Taking a cue from recording companies, Hollywood movie studios are preparing to file copyright infringement lawsuits against computer users they say are illegally distributing movies online, a source familiar with the studios' plans said.
The lawsuits will target movie fans who share digitized versions of films over peer-to-peer networks, with the first wave of litigation planned for as early yesterday, according to the source, who spoke on condition of anonymity.
Individual users
Like the recording industry, which began suing individual music file-sharers last year, the movie studios plan an ongoing litigation campaign, the source said Wednesday.
The Motion Picture Association of America, which represents the major film studios, declined to comment Wednesday. But the organization issued a release saying MPAA president and chief executive Dan Glickman would be making "a major announcement regarding illegal file sharing of motion pictures on peer-to-peer networks" early yesterday.
Studio executives, legislators, filmmakers and union leaders, among others, were scheduled to participate in the news conference, according to the MPAA statement.
File-sharing networks
The movie studios were still finalizing how many lawsuits would make up their initial filing, but it would probably be around 200 or so, the source said.

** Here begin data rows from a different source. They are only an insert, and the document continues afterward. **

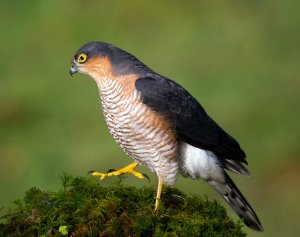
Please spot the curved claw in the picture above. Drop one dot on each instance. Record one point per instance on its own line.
(111, 170)
(147, 177)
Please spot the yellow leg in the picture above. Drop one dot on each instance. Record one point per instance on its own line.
(159, 189)
(129, 169)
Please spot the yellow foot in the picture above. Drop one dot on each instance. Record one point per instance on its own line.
(129, 169)
(158, 194)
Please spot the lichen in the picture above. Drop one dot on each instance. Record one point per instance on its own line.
(84, 207)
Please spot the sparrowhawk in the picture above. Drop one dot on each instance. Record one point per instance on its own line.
(162, 126)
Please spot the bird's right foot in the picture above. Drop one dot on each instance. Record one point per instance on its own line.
(129, 169)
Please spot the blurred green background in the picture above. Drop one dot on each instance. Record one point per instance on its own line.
(240, 59)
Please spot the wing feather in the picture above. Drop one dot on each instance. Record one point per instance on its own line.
(190, 120)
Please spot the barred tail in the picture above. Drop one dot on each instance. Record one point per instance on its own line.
(237, 201)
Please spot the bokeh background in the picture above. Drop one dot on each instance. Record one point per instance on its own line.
(240, 59)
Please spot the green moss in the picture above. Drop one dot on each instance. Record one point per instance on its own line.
(85, 208)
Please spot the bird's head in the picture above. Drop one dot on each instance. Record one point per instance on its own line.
(100, 60)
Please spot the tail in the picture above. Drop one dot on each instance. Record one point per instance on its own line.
(237, 201)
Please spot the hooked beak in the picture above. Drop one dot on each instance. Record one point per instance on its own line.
(73, 69)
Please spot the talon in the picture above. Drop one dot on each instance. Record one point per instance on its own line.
(147, 177)
(111, 170)
(91, 171)
(129, 169)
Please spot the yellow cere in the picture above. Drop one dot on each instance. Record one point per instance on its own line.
(81, 58)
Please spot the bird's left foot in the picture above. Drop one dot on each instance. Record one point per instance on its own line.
(129, 169)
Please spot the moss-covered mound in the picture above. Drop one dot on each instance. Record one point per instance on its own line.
(85, 208)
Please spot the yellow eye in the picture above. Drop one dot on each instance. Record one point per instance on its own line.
(81, 58)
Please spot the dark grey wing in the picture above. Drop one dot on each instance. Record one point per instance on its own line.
(190, 120)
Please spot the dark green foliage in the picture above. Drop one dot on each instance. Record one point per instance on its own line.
(85, 208)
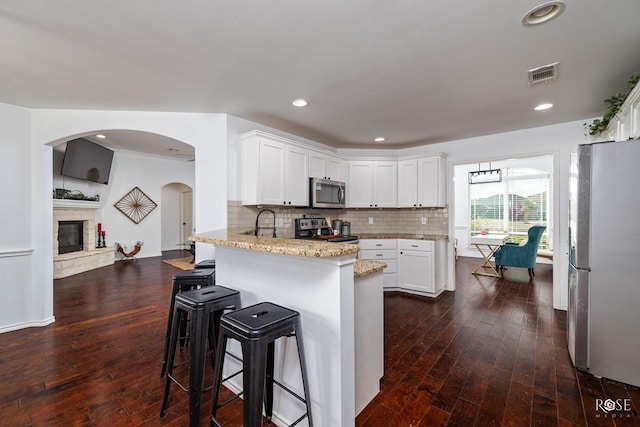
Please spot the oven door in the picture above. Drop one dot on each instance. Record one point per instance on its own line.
(326, 193)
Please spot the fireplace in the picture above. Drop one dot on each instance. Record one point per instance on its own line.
(70, 236)
(74, 238)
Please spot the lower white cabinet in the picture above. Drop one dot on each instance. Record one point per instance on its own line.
(421, 266)
(382, 250)
(415, 266)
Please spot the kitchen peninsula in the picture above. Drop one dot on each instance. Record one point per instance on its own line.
(341, 306)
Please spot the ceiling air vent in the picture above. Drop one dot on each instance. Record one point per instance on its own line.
(543, 74)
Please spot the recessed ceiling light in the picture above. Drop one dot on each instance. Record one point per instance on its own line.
(299, 102)
(543, 13)
(542, 107)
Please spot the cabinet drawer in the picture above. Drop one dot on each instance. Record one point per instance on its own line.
(382, 254)
(392, 266)
(390, 280)
(377, 243)
(416, 245)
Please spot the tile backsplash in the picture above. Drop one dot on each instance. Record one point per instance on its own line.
(399, 221)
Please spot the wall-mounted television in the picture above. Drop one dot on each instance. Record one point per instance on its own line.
(87, 160)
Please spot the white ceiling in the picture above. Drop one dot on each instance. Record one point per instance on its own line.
(415, 72)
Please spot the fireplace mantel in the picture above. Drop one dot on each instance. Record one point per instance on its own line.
(76, 204)
(91, 257)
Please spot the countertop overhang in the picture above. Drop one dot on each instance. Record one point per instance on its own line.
(239, 238)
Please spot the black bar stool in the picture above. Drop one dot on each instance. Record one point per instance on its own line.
(184, 281)
(207, 263)
(204, 306)
(257, 327)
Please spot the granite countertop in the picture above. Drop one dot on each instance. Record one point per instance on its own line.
(402, 236)
(363, 267)
(243, 239)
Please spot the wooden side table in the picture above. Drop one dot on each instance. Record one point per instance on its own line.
(487, 244)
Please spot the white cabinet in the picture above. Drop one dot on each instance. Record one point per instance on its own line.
(326, 166)
(422, 266)
(274, 172)
(382, 250)
(415, 265)
(422, 182)
(626, 123)
(372, 184)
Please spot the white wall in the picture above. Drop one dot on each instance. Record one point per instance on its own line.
(26, 140)
(170, 208)
(22, 300)
(560, 140)
(128, 170)
(26, 161)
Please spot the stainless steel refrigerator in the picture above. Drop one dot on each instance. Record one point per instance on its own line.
(603, 318)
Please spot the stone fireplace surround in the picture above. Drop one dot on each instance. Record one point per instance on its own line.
(91, 257)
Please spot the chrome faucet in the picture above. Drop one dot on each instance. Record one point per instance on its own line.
(255, 232)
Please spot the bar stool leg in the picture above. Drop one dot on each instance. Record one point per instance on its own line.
(253, 381)
(198, 330)
(168, 334)
(303, 370)
(173, 343)
(217, 375)
(268, 399)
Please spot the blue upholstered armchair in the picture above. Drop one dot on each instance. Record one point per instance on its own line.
(514, 255)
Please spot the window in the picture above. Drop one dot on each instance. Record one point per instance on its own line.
(513, 205)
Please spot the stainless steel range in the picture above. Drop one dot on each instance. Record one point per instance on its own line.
(315, 227)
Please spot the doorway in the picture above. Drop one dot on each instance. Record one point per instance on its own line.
(186, 215)
(177, 216)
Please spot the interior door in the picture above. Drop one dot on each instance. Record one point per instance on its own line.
(186, 216)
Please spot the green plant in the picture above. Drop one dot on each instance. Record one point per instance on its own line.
(612, 106)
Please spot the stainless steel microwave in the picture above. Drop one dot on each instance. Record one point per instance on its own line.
(326, 193)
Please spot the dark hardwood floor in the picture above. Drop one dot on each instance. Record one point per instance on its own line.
(491, 353)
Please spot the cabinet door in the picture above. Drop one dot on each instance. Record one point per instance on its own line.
(385, 185)
(360, 185)
(408, 183)
(317, 165)
(416, 271)
(271, 164)
(334, 168)
(431, 182)
(297, 177)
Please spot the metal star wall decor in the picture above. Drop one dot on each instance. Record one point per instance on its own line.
(135, 205)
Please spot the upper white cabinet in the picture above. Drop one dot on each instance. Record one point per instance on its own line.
(326, 166)
(274, 172)
(422, 182)
(372, 184)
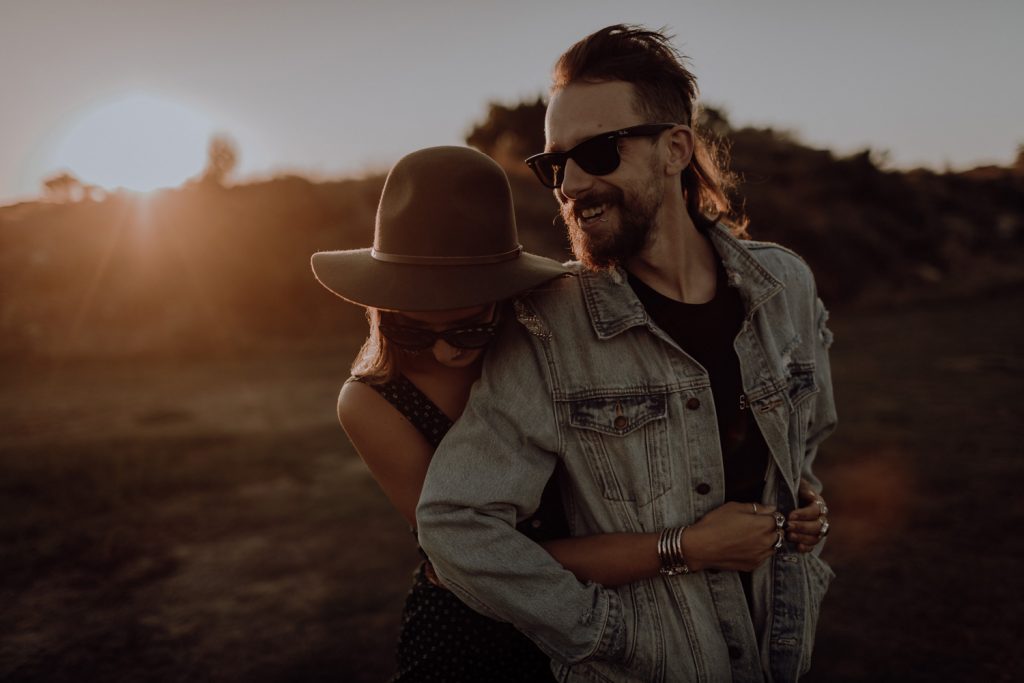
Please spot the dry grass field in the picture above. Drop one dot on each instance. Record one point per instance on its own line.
(207, 520)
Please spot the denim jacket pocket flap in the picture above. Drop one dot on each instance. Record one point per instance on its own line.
(616, 416)
(802, 383)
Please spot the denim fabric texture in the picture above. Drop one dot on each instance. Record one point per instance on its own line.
(584, 377)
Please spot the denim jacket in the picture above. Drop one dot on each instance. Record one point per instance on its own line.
(584, 380)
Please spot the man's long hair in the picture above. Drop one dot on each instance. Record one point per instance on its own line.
(666, 90)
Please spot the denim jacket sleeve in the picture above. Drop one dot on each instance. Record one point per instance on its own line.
(823, 418)
(488, 472)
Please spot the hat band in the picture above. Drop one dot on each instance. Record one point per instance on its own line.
(409, 259)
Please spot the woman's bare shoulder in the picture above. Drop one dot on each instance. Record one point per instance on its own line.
(359, 402)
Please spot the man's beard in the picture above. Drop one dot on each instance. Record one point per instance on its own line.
(600, 248)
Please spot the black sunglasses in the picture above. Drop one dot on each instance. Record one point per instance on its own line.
(597, 156)
(419, 339)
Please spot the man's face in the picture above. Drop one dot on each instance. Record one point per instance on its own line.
(609, 216)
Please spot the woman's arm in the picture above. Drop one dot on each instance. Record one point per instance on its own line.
(395, 453)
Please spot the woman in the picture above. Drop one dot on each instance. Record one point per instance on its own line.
(445, 258)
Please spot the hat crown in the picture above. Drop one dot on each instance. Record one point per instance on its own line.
(445, 202)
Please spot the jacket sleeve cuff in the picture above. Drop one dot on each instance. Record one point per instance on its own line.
(612, 644)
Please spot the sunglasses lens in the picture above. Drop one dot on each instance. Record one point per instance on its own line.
(470, 337)
(549, 169)
(598, 157)
(410, 338)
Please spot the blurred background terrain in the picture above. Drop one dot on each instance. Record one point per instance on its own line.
(178, 502)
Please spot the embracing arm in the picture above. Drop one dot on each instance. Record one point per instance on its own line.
(730, 537)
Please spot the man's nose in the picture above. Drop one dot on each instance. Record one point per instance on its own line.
(576, 181)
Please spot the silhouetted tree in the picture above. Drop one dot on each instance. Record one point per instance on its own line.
(64, 187)
(509, 134)
(714, 122)
(221, 158)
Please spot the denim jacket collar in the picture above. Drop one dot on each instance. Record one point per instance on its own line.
(613, 310)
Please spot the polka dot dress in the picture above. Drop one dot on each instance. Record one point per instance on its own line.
(441, 639)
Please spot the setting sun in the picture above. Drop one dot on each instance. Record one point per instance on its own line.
(137, 141)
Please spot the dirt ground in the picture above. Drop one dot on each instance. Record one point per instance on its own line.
(207, 519)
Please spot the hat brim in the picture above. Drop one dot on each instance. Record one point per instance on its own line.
(359, 279)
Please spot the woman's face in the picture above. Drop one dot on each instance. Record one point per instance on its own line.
(444, 352)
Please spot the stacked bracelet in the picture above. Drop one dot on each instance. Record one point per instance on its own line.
(670, 551)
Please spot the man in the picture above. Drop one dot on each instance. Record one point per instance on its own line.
(681, 386)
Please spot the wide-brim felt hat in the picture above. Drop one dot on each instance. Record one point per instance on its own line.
(445, 238)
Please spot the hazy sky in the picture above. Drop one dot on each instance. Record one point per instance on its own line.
(339, 87)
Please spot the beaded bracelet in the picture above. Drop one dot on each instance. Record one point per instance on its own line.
(670, 551)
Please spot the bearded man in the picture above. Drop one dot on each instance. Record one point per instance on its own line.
(678, 388)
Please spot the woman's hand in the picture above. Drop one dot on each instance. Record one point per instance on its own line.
(808, 524)
(735, 536)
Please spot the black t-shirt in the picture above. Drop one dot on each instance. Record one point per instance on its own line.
(707, 332)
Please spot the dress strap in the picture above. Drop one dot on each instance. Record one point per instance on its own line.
(414, 406)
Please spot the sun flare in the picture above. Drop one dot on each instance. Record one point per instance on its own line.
(137, 141)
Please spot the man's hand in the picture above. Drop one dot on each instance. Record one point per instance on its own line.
(807, 525)
(735, 536)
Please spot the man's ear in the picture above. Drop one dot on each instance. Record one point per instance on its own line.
(681, 140)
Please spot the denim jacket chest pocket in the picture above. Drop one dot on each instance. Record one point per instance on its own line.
(624, 439)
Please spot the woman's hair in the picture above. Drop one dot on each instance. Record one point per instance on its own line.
(377, 360)
(666, 91)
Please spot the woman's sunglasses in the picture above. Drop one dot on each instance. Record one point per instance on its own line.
(419, 339)
(597, 156)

Videotaped copies of films in theaters often are digitized or burned off DVDs and then distributed on file-sharing networks that can be accessed with software programs like eDonkey, Kazaa and Grokster.
In the past, the MPAA has said its members were reluctant to take legal action against individual file-sharers. But Glickman, who took over the MPAA in September, has made fighting movie piracy top priority.
The MPAA claims the US movie industry loses more than US$3 billion annually in potential global revenue because of physical piracy, or bogus copies of videos and DVDs of its films.
Growing unabated
The MPAA doesn't give an estimate for how much online piracy costs the industry annually, but claims the health of the industry is at stake as the copying and distribution of movies online continues to grow unabated.
While the lawsuit campaign may thwart some computer users from downloading movies online, it's not likely to make much of a dent on file-sharing, according to Fred von Lohmann, a senior intellectual property attorney. Von Lohmann represented software distributor StreamCast in a copyright infringement case against film and recording companies earlier this year.
"This won't do any good," von Lohmann said.
"The recording industry lawsuits don't appear to have reduced file-sharing to any meaningful degree," he said.